Moore's career was academic: born in New York, he took a B.A. from Columbia University in 1798 and from 1823 to 1850 was Professor of Oriental and Greek Literature at the General Theological Seminary of the Episcopal Church, whose site he in fact donated for the college. His Compendious Lexicon of the Hebrew Language was published in 1809, but his fame came from a ballad that he said that he wrote in 1822 for his two daughters, Margaret and Charity, but that was anonymously published a year later. Martin Gardner describes the great affection Moore obtained for a poem, "Account of a Visit from St. Nicholas," that he claimed, deceptively, as his own in his collected Poems in 1844:
Every year, in late December, a Clement Clarke Moore Christmas Commemoration is held in the Church of the Intercession at Broadway and 155th Street in uptown Manhattan. After the candlelight service, at which Moore's ballad is read, there is a lantern procession, with luck through snow, to Moore's grave across the street. (The Annotated Night Before Christmas, ed. Martin Gardner (New York: Summit Books, 1991; PS 2429 M5Z 54 1991 Robarts Library).

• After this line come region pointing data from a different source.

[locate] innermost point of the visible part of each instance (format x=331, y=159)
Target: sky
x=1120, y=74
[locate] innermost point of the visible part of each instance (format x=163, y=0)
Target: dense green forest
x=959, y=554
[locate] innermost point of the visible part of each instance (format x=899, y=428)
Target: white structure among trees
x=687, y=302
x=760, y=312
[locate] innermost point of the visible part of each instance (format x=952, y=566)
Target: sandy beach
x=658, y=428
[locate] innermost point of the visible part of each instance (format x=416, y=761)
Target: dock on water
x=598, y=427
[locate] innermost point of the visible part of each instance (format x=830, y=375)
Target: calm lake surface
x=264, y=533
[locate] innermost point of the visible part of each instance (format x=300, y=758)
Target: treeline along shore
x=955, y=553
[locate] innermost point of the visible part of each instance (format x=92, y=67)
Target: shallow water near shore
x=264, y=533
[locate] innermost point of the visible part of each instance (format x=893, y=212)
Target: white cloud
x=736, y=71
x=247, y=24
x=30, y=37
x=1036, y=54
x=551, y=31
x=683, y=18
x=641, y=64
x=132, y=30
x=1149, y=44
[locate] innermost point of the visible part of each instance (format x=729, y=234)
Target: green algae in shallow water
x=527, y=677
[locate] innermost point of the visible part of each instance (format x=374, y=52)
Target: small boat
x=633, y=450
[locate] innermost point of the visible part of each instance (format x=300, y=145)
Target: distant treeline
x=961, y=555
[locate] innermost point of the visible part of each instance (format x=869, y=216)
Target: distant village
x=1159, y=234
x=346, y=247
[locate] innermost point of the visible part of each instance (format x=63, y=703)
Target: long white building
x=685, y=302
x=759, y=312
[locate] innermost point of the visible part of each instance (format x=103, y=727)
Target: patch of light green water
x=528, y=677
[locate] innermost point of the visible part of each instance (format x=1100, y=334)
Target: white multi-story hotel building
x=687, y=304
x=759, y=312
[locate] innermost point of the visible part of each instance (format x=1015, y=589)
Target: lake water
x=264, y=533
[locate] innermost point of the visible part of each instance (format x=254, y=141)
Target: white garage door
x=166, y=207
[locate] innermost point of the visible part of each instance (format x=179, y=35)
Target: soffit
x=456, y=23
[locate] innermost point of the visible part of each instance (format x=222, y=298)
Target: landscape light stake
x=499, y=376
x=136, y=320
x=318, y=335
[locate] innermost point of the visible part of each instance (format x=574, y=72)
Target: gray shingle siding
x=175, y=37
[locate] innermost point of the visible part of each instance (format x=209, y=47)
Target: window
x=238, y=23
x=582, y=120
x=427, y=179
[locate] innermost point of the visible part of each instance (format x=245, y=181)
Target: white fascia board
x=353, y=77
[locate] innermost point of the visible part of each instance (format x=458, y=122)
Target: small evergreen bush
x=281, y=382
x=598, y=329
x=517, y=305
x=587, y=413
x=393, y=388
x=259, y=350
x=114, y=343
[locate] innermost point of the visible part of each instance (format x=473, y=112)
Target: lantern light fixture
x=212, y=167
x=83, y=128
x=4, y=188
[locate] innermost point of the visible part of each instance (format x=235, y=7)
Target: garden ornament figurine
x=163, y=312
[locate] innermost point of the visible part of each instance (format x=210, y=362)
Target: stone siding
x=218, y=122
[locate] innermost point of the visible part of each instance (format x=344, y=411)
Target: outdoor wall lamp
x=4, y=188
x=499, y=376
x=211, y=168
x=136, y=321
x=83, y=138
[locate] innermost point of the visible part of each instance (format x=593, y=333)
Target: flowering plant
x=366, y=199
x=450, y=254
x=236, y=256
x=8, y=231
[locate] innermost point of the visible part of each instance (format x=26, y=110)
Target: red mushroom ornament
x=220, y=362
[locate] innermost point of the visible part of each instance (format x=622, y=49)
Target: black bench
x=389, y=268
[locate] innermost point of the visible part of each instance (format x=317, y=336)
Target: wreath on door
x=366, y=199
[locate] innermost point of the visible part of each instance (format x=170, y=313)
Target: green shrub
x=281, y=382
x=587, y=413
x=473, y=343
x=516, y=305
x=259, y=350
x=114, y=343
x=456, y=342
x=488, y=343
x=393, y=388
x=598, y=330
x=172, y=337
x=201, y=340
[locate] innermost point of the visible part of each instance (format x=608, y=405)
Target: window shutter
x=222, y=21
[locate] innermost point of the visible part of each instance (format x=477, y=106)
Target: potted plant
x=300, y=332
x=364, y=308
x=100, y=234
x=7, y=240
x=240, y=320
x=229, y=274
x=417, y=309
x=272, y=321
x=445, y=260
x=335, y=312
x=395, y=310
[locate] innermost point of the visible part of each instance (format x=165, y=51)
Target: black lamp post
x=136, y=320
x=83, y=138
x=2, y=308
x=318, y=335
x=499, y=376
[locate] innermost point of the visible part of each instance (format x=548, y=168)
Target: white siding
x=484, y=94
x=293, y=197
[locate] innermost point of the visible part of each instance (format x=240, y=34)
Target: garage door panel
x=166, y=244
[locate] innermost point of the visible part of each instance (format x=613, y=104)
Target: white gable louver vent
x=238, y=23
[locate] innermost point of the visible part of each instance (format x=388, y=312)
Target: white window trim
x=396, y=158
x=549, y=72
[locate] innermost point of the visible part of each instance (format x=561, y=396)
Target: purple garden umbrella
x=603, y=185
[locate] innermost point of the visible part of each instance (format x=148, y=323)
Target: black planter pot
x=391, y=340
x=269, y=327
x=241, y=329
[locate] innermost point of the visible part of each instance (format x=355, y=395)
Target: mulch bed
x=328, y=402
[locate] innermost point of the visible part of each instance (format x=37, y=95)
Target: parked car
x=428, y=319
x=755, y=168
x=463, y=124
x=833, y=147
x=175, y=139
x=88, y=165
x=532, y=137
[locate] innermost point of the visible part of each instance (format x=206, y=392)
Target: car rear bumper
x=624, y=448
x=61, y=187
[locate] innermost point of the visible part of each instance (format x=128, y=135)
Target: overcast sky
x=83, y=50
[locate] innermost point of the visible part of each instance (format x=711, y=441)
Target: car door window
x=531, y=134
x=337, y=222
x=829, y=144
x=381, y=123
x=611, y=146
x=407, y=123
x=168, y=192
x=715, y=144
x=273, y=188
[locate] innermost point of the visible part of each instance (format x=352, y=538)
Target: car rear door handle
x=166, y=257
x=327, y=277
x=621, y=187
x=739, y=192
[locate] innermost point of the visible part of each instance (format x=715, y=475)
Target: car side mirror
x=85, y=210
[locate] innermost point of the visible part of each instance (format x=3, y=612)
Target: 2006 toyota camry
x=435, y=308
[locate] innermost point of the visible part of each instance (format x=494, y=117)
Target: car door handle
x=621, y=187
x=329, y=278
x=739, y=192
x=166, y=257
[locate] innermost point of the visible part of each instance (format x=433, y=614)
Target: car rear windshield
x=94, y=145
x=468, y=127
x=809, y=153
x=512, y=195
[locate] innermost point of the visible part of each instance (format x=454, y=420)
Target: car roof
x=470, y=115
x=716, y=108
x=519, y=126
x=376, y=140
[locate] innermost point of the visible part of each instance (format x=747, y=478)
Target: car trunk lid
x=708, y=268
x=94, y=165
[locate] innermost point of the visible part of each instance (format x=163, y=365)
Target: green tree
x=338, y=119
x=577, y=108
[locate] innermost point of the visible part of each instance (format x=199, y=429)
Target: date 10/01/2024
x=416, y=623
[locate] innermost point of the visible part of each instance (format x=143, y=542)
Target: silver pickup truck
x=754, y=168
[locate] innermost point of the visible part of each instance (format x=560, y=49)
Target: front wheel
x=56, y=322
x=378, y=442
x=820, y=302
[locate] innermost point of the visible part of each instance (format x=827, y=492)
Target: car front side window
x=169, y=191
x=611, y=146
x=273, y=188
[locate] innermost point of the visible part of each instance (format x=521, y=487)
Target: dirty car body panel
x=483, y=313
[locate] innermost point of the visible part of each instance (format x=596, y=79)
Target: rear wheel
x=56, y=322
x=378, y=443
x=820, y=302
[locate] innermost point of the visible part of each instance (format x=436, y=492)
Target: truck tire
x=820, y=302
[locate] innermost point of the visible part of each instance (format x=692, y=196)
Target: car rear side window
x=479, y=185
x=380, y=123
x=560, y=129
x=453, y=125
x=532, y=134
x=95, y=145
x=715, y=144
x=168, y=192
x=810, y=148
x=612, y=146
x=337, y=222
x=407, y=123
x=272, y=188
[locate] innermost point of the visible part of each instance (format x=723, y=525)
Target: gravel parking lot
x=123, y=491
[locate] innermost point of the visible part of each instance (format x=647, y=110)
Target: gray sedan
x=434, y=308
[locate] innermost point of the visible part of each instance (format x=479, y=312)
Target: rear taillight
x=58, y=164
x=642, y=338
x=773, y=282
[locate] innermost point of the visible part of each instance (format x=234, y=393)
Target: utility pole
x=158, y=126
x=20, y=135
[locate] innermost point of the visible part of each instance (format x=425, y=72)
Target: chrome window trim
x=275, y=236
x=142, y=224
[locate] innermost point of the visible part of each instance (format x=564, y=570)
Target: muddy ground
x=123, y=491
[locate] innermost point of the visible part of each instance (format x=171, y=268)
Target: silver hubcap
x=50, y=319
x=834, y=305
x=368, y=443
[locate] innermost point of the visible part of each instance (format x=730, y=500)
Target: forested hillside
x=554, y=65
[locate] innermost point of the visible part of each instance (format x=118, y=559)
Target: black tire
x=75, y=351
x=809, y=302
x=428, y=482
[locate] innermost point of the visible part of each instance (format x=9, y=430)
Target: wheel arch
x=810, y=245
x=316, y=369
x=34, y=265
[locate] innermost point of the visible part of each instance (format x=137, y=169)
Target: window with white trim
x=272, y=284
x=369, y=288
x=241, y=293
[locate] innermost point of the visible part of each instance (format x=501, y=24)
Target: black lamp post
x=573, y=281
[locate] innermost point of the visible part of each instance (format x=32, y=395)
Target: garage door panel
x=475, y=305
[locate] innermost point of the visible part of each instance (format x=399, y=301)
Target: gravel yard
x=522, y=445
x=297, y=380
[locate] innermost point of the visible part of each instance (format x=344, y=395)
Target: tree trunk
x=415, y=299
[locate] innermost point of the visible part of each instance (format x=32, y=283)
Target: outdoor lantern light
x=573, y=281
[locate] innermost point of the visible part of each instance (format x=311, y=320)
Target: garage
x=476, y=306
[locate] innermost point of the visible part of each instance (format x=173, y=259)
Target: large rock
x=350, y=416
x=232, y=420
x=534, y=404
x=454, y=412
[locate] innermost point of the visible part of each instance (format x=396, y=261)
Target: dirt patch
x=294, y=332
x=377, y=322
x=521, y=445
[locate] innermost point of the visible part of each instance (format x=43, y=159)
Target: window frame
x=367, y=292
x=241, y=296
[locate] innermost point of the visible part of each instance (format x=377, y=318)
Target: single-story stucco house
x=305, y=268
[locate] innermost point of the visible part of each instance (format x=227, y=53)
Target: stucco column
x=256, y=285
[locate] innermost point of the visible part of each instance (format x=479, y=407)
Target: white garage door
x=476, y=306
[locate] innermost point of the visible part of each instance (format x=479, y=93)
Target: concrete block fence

Moore was buried in the Trinity Church cemetery at 155th Street and Amsterdam Ave. The 1990 commemoration was the 79th. In 2000, Don Foster, an English professor at Vassar College in Poughkeepsie, New York, obtained external and internal evidence that clearly showed that Moore could not have been the author of that poem. Instead, it probably was the work of Major Henry Livingston, Jr., and that Moore had written another, and almost forgotten, Christmas piece, "Old Santeclaus." Foster's detection of this misattribution appears in his Author Unknown: On the Trail of Anonymous (New York: Henry Holt, 2000): 221-75.